Almost nothing happened.

A boy near the back produced a feeble, yellowish spark that died before it fully formed. Two Gryffindor girls managed a flicker at the same moment, barely visible in the daylight, and exchanged excited looks. The rest of the room held wands that stayed stubbornly dark.

"Wonderful!" Flitwick said, apparently meaning it. "First attempts are meant to be modest. The magic is there; you just need to find it. Again, please, and this time, think about what you want. Don't just say the word. Mean it."

The second round went a little better. There were more flickers, and a few glows that held for half a second before winking out. The sandy-haired Gryffindor boy produced a burst of sparks that singed his eyebrows, and the round-faced boy's wand let out a thin jet of steam.

Michael Corner leaned forward, pointed his wand at the ceiling, and said "Lumos" with a look of deep concentration.

His wand coughed out a sad puff of grey smoke.

Michael stared at it. "Was that something?"

"That was smoke," Harry said gently.

"Smoke is something."

Terry Boot tried next, his pronunciation careful and precise. "Lumos." The tip of his wand lit up: pale blue, trembling, but real, and it held for maybe two seconds before it guttered and died.

Terry's face split into an enormous grin. "Did you see that? Did you see that?"

"It was beautiful," Michael said flatly. "A monument to human achievement."

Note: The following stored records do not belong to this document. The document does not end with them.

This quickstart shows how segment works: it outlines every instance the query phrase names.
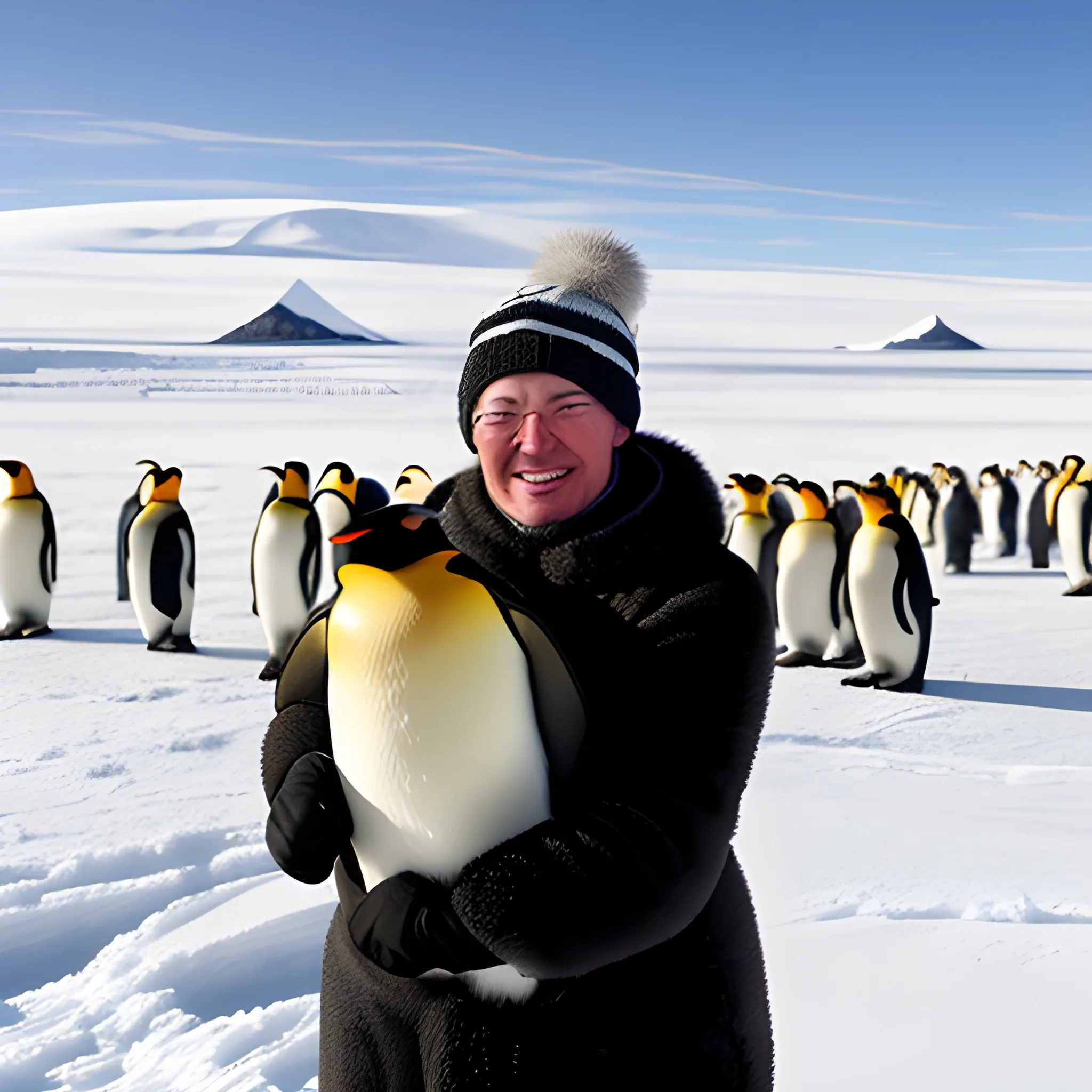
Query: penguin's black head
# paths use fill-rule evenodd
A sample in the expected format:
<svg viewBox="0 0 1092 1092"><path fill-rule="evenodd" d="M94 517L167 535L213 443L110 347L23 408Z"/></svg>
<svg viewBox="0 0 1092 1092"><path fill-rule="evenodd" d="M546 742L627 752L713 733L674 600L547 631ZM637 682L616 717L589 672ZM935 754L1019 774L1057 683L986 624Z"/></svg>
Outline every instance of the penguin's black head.
<svg viewBox="0 0 1092 1092"><path fill-rule="evenodd" d="M817 482L797 482L792 474L779 474L772 483L782 491L792 490L790 503L797 520L824 520L830 501L827 490Z"/></svg>
<svg viewBox="0 0 1092 1092"><path fill-rule="evenodd" d="M729 474L728 477L732 484L725 482L725 489L738 489L740 492L749 492L752 497L760 496L768 488L765 478L759 474Z"/></svg>
<svg viewBox="0 0 1092 1092"><path fill-rule="evenodd" d="M440 550L454 549L437 513L424 505L390 505L357 515L330 539L348 546L351 565L395 572Z"/></svg>
<svg viewBox="0 0 1092 1092"><path fill-rule="evenodd" d="M262 470L275 474L281 479L278 496L307 499L308 485L311 480L311 472L307 468L307 463L289 462L285 463L283 468L263 466Z"/></svg>
<svg viewBox="0 0 1092 1092"><path fill-rule="evenodd" d="M432 491L432 479L424 466L404 466L394 483L394 496L407 505L420 505Z"/></svg>
<svg viewBox="0 0 1092 1092"><path fill-rule="evenodd" d="M356 502L353 508L357 515L373 512L391 501L390 494L375 478L356 479Z"/></svg>
<svg viewBox="0 0 1092 1092"><path fill-rule="evenodd" d="M314 487L314 491L336 489L339 486L349 485L353 480L353 470L347 463L329 463L319 475L319 484Z"/></svg>
<svg viewBox="0 0 1092 1092"><path fill-rule="evenodd" d="M856 482L848 482L842 478L834 483L834 491L838 492L843 486L852 489L857 495L857 503L860 505L860 514L867 523L879 523L885 515L899 513L899 495L886 482L877 482L882 478L881 474L874 474L868 485L859 485Z"/></svg>

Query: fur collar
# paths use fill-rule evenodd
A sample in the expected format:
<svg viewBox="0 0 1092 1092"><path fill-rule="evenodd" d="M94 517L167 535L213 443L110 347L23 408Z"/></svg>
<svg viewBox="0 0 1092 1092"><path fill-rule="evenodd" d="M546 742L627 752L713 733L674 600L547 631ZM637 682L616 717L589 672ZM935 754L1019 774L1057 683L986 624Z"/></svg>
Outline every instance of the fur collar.
<svg viewBox="0 0 1092 1092"><path fill-rule="evenodd" d="M598 594L651 586L665 570L708 563L724 536L709 472L681 446L640 432L618 449L613 488L563 523L513 524L489 499L480 466L441 483L429 503L442 503L456 549L517 585L545 578Z"/></svg>

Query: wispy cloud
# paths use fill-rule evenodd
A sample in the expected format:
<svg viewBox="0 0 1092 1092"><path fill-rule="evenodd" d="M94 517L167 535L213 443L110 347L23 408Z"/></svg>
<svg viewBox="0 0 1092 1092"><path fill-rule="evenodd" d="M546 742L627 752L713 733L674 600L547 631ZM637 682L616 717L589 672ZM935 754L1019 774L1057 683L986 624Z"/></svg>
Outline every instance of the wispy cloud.
<svg viewBox="0 0 1092 1092"><path fill-rule="evenodd" d="M543 155L535 152L522 152L514 149L498 147L491 144L464 144L455 141L415 141L415 140L314 140L297 136L265 136L254 133L238 133L217 129L199 129L192 126L176 126L163 121L139 120L102 120L98 126L122 132L140 133L165 140L197 142L200 144L259 144L273 147L298 147L318 151L334 151L340 149L372 149L373 152L359 152L354 155L342 155L340 158L356 161L370 165L387 165L395 167L416 167L422 169L471 170L483 173L490 161L495 166L507 163L509 169L514 165L523 167L542 165L550 168L572 167L579 169L580 180L587 180L587 175L598 175L602 181L616 185L629 181L630 185L643 186L679 186L701 189L735 189L770 193L798 193L809 197L833 198L843 201L866 201L887 204L904 204L906 199L879 197L868 193L850 193L840 190L823 190L802 186L784 186L775 182L762 182L749 178L735 178L728 175L712 175L701 171L667 170L657 167L638 167L615 163L609 159L590 159L579 156ZM424 154L423 154L424 153ZM556 177L556 171L551 174Z"/></svg>
<svg viewBox="0 0 1092 1092"><path fill-rule="evenodd" d="M1067 216L1056 212L1010 212L1009 215L1017 219L1055 219L1067 224L1084 224L1092 221L1092 216Z"/></svg>
<svg viewBox="0 0 1092 1092"><path fill-rule="evenodd" d="M239 193L245 197L269 193L274 197L312 197L312 186L292 182L254 181L246 178L85 178L73 186L121 186L135 190L179 190L192 193Z"/></svg>
<svg viewBox="0 0 1092 1092"><path fill-rule="evenodd" d="M983 232L976 224L948 224L925 219L899 219L890 216L850 216L836 213L786 212L769 205L714 204L699 201L631 201L626 198L601 201L511 201L479 209L505 211L513 215L579 218L582 216L681 215L743 216L756 219L819 219L840 224L887 224L894 227L933 227L950 232Z"/></svg>
<svg viewBox="0 0 1092 1092"><path fill-rule="evenodd" d="M73 129L69 132L43 133L7 130L0 136L24 136L28 140L46 140L58 144L162 144L154 136L139 133L111 132L108 129Z"/></svg>
<svg viewBox="0 0 1092 1092"><path fill-rule="evenodd" d="M87 110L17 110L13 107L3 108L0 107L0 114L33 114L39 117L51 117L51 118L97 118L97 114L91 114Z"/></svg>

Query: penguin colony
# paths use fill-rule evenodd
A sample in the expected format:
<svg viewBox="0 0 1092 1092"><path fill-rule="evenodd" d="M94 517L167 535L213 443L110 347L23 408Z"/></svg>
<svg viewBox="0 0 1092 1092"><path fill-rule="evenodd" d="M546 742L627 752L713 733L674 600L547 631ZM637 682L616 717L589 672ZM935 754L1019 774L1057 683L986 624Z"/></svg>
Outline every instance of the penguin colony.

"It was light! Actual light! From a stick!"

Around the room, the attempts went on. Flitwick moved between desks, adjusting grips and correcting pronunciation, cheerful as ever. Harry watched it all from behind his empty hands. The closer Flitwick got to his row, the harder it was to sit still.

Then a chair scraped at the front of the Gryffindor side.

Hermione Granger was on her feet, leaning over her desk, wand raised in a textbook-perfect arc. White light blazed from the tip, bright enough to throw her shadow on the wall behind her. No one else had come close, and she knew it.

The glow pulsed once, twice, and died.

Hermione stared at her wand as if it had lied to her. She sat down slowly, gripping it with both hands, and Harry could almost watch her working out what had gone wrong.

"Wonderful effort, Miss Granger! Really very impressive for a first lesson," Flitwick said warmly. But Hermione didn't look up. She was already whispering the incantation under her breath.

Flitwick returned to the front of the room. His eyes found Harry.

"Mr. Potter," he said. "Would you like to try?"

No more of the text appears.